[foreign] some JMH benchmarks

Fri Sep 14 17:39:02 UTC 2018

> So, in principle, we could define a bunch of native entry points in
> the VM, one per shape, which take a bunch of long and doubles and call
> an underlying function with those arguments. For instance, let's
> consider the case of a native function which is modelled in Java as:
> 
> int m(Pointer<Foo>, double)
> 
> To call this native function we have to first turn the Java arguments
> into a (long, double) pair. Then we need to call a native adapter that
> looks like the following:
> 
> jlong NI_invokeNative_J_JD(JNIEnv *env, jobject _unused, jlong addr,
> jlong arg0, jdouble arg1) {
>     return ((jlong (*)(jlong, jdouble))addr)(arg0, arg1);
> }
> 
> And this will take care of calling the native function and returning
> the value back.

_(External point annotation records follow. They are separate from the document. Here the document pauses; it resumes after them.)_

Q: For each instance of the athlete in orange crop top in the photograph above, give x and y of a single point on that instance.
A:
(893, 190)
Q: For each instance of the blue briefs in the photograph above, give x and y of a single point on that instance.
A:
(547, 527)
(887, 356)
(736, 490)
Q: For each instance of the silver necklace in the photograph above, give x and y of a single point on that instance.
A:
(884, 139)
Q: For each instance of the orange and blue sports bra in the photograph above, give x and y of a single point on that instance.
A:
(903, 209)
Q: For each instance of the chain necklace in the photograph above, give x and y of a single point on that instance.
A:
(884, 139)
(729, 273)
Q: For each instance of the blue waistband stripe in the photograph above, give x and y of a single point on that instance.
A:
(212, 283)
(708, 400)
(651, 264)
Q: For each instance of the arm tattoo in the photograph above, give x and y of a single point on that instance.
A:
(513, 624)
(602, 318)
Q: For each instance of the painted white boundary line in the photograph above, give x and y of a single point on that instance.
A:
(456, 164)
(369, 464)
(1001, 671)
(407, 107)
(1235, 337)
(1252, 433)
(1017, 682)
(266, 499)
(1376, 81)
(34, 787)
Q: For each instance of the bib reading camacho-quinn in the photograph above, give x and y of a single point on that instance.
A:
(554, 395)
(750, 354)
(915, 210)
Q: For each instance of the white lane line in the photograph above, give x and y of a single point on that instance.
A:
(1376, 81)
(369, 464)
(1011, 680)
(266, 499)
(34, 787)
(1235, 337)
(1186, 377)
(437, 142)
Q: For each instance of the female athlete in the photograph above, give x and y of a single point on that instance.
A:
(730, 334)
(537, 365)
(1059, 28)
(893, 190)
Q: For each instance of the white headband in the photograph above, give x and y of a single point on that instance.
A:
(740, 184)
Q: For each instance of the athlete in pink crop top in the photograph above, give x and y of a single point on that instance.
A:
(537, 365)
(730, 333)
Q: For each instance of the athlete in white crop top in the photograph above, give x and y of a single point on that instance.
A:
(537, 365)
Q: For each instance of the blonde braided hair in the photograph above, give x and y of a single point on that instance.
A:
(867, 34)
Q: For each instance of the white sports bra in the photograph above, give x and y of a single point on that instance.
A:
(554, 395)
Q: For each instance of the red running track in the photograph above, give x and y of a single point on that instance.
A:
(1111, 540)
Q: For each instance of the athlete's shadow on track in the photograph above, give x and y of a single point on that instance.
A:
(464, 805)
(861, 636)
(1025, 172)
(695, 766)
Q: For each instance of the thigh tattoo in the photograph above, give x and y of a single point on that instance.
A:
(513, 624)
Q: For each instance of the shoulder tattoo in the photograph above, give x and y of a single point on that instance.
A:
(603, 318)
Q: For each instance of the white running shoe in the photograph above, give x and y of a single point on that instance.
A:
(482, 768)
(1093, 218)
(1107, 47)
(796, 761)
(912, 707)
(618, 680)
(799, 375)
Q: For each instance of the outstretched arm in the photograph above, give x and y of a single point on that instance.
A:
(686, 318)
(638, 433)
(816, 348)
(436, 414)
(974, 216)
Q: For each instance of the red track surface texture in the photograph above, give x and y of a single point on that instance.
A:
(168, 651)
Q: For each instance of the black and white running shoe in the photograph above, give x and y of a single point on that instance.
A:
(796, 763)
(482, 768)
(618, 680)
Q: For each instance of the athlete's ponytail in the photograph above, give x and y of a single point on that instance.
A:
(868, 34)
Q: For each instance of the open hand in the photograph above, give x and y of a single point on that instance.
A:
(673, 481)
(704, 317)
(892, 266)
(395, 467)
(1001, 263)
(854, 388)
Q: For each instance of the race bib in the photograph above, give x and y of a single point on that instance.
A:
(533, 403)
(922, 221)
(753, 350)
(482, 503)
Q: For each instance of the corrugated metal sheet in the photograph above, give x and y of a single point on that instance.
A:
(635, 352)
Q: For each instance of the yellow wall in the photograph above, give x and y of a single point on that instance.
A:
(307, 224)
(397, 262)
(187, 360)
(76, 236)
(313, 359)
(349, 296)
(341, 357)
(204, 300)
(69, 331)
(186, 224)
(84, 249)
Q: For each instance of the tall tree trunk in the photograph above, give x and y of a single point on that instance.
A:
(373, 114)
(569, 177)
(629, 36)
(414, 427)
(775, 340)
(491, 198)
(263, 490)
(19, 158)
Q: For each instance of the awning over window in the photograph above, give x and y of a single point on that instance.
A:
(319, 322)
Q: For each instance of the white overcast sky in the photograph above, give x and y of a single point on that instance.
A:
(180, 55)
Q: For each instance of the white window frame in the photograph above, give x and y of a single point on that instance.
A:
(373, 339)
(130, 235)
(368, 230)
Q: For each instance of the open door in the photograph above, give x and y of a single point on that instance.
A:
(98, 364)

This is, admittedly, a very simple solution; of course
> there are limitations: we have to define a bunch of specialized native
> entry point (and Java entry points, for callbacks). But here we can
> play a trick: most of moderns ABI pass arguments in registers; for
> instance System V ABI [5] uses up to 6 (!!) integer registers and 7
> (!!) MMXr registers for FP values - this gives us a total of 13
> registers available for argument passing. Which covers quite a lot of
> cases. Now, if we have a call where _all_ arguments are passed in
> registers, then the order in which these arguments are declared in the
> adapter doesn't matter! That is, since FP-values will always be passed
> in different register from integral values, we can just define entry
> points which look like these:
> 
> invokeNative_V_DDDDD
> invokeNative_V_JDDDD
> invokeNative_V_JJDDD
> invokeNative_V_JJJDD
> invokeNative_V_JJJJD
> invokeNative_V_JJJJJ
> 
> That is, for a given arity (5 in this case), we can just put all long
> arguments in front, and the double arguments after that. That is, we
> don't need to generate all possible permutations of J/D in all
> positions - as the adapter will always do the same thing (read: load
> from same registers) for all equivalent combinations. This keeps the
> number of entry points in check -  and it also poses some challenges
> to the Java logic in charge of marshalling/unmarshalling, as there's
> an extra permutation step involved (although that is not something
> super-hard to address).

I'm wondering if the 5 native end points for an arity of 5 are enough. 
Don't you also need 5 for when the function returns a long and 5 more 
for when the function returns a double?

I have a suggestion to bypass having to write out all the permutations 
though. What if, on the Java side, whenever there is a method that has a 
shape that can be optimized in this way (which is ABI dependent), spin 
and load a class which defines a single static native method with the 
needed signature, and annotate it. Then, in NativeLookup::lookup, detect 
this annotation, and instead of trying to look up the symbol in a loaded 
library generate a forwarding stub and link the native method to that 
instead. Then you can take a MethodHandle to the native method in the 
anonymous class and use that in the backing implementation.

I'm not sure if it's all that easy though, what do you think?

Jorn